Genandra membenci dirinya, karena mereka berdua dijodohkan tanpa dasar cinta dan hanya untuk kepentingan bisnis keluarga saja, ditambah lagi Genandra sudah mencintai Akira. Tapi apakah ini semua kesalahan Bella? Dia rasa tidak, Bella pikir Genandra juga harus memiliki cermin besar untuk dirinya sendiri.
Bella tidak mau terus-menerus diintimidasi seperti ini, daripada terlihat lemah, lebih baik ia meladeninya dengan perlakuan yang sama. "Bukannya bagus, kalau Akira tahu tentang hubungan kita?" ujar Bella melipat kedua tangannya di depan dada.
"Dengan begini, gue nggak perlu berakting sebagai sepupu lo lagi, melainkan pasangan romantis," sambungnya memainkan sehelai rambutnya dengan jari.
"Ck, dasar cewek munafik," umpat Genandra memandang Bella dengan tatapan kebencian.
"Haha, jangan sebut gue munafik, lo juga sama di sini. Kita berdua sama-sama munafik, Akira pasti sangat kecewa sama lo sekarang, bisa jadi besok hubungan kalian hanya tinggal kenangan," balas Bella.
"See, sepertinya perkataan gue benar," sambung Bella menggeser perhatiannya pada dua orang remaja di sebelah barat, Genandra pun ikut melarikan pandangannya ke arah yang sama.
Nampak, Akira dan Xavier yang baru saja keluar dari dalam ruang OSIS sambil membawa beberapa barang. Mereka terlihat saling tersenyum satu sama lain.

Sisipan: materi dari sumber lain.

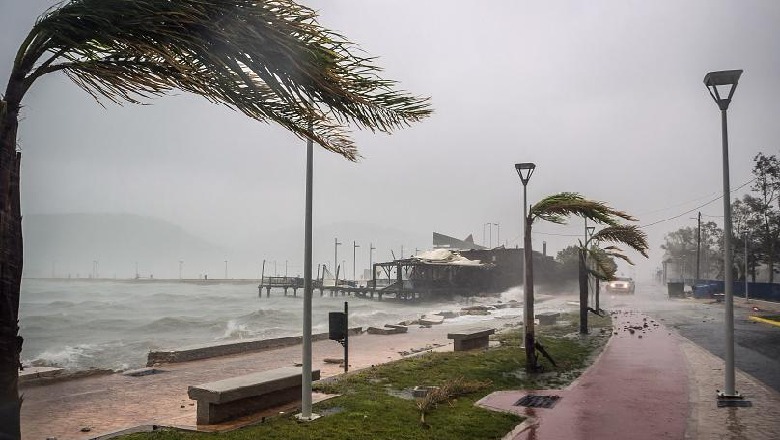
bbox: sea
[19,279,522,371]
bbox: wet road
[602,284,780,392]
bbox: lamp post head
[704,70,742,110]
[515,162,536,186]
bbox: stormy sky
[0,0,780,278]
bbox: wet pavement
[21,319,506,440]
[480,291,780,440]
[16,288,780,440]
[479,311,688,440]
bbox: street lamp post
[352,241,360,281]
[299,122,316,421]
[333,237,346,279]
[579,227,598,335]
[704,70,742,399]
[368,243,376,287]
[745,232,750,302]
[515,162,536,372]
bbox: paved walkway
[21,321,476,440]
[22,292,780,440]
[479,302,780,440]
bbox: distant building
[433,232,487,250]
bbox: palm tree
[579,225,648,334]
[0,0,432,438]
[524,192,648,371]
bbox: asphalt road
[602,284,780,392]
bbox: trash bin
[666,283,685,298]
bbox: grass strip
[122,315,612,440]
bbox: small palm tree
[0,0,431,438]
[525,192,648,371]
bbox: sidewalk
[478,311,780,440]
[21,324,474,440]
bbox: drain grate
[515,394,561,408]
[718,399,753,408]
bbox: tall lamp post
[352,241,360,281]
[333,237,347,279]
[298,122,316,421]
[704,70,742,399]
[515,162,536,372]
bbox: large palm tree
[524,192,648,371]
[0,0,431,438]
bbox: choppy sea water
[19,279,532,371]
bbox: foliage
[528,192,636,226]
[661,153,780,283]
[122,315,611,440]
[555,245,580,274]
[417,377,490,424]
[0,0,432,438]
[4,0,431,160]
[732,153,780,283]
[528,192,649,280]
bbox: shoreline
[20,304,532,439]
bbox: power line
[639,177,756,228]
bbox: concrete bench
[187,367,320,425]
[536,312,561,325]
[447,328,496,351]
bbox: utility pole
[694,211,701,284]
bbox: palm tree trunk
[0,87,23,439]
[579,249,588,335]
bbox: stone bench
[447,328,496,351]
[536,312,561,325]
[187,367,320,425]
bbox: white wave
[23,344,96,369]
[222,319,252,339]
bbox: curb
[748,316,780,327]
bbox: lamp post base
[295,413,322,422]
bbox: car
[606,277,635,295]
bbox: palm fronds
[528,192,636,226]
[592,225,649,258]
[9,0,432,160]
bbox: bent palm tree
[0,0,432,438]
[524,192,648,371]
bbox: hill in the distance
[22,214,226,278]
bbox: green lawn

Hati Genandra kembali sakit, senyuman manis yang selama ini hanya ditujukan untuk dirinya itu, sekarang diberikan kepada orang lain dengan suka rela. "Apa secepat itu, lo melupakan gue Ra?" batin Genandra kecewa seraya memalingkan wajahnya dengan perlahan.
"Hm, sekarang kalian berdua bisa bebas ya? Setelah pengakuan gue tadi di UKS," batin Akira diam-diam melirik kepada Genandra bersama Bella.